One of the most promising applications of the IEDB is for human data relating to clinical trials evaluating the immunogenicity, safety and protective efficacy of different antigens and vaccine formulations. In this application, the IEDB could thus assist the process of vaccine development and testing. The data currently available in the epitope literature is somewhat limited and therefore does not reflect the large number of vaccine trials conducted to date. However, in the last few years a resurgence of interest and activity in malaria research has brought together several different scientific groups, basic scientists, clinical investigators, health organizations and funding agencies. It is possible to speculate that in the future, more data would become available relating to the immunogenicity and efficacy of different vaccine candidates. The paradigm, database structure, curation and analysis strategies developed for the purpose of the present analysis could be easily applied to hosting and curation of detailed immunological data that could be queried at any level of granularity.

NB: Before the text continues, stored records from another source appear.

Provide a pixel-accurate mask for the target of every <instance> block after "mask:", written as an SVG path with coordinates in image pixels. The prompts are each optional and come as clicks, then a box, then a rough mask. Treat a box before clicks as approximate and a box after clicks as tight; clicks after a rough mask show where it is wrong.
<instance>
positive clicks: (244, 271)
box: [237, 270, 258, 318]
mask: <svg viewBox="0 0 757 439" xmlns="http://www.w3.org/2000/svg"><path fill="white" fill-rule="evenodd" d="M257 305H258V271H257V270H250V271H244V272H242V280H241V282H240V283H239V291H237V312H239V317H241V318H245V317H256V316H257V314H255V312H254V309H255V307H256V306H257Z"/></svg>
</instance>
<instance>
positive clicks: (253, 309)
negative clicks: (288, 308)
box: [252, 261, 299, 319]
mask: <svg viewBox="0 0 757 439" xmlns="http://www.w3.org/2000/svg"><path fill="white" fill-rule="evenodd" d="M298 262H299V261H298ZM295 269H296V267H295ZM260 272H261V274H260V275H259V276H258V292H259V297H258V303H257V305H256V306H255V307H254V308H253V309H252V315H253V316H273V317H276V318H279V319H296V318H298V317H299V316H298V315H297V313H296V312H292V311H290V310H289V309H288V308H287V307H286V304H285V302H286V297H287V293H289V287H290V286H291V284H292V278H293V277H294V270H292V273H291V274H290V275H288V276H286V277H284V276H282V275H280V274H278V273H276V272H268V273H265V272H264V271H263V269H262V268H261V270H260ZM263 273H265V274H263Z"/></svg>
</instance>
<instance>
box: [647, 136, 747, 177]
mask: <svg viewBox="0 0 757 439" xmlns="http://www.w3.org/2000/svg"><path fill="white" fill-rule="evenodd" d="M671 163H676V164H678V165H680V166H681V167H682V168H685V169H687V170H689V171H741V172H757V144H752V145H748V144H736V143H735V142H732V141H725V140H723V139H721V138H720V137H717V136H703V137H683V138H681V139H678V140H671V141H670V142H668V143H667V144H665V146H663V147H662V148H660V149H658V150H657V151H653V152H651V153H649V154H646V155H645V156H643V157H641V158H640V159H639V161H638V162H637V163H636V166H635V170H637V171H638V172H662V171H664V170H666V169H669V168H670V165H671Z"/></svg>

Ultimately, it will be interesting to repeat this analysis in 3–5 years to evaluate the growth of epitope data for Plasmodium species, to assess to what extent knowledge gaps have been addressed, and further, to access how such growth correlates with the growth of genomic data. Moreover, tools available on the IEDB webpage, such as ‘Homology Mapping’ and ‘Epitope Conservancy Analysis,’ could be employed for further analysis to assess such things as the potential impact of variants (polymorphism) on Plasmodium immunity and/or to perform cluster analysis to further refine epitope analysis.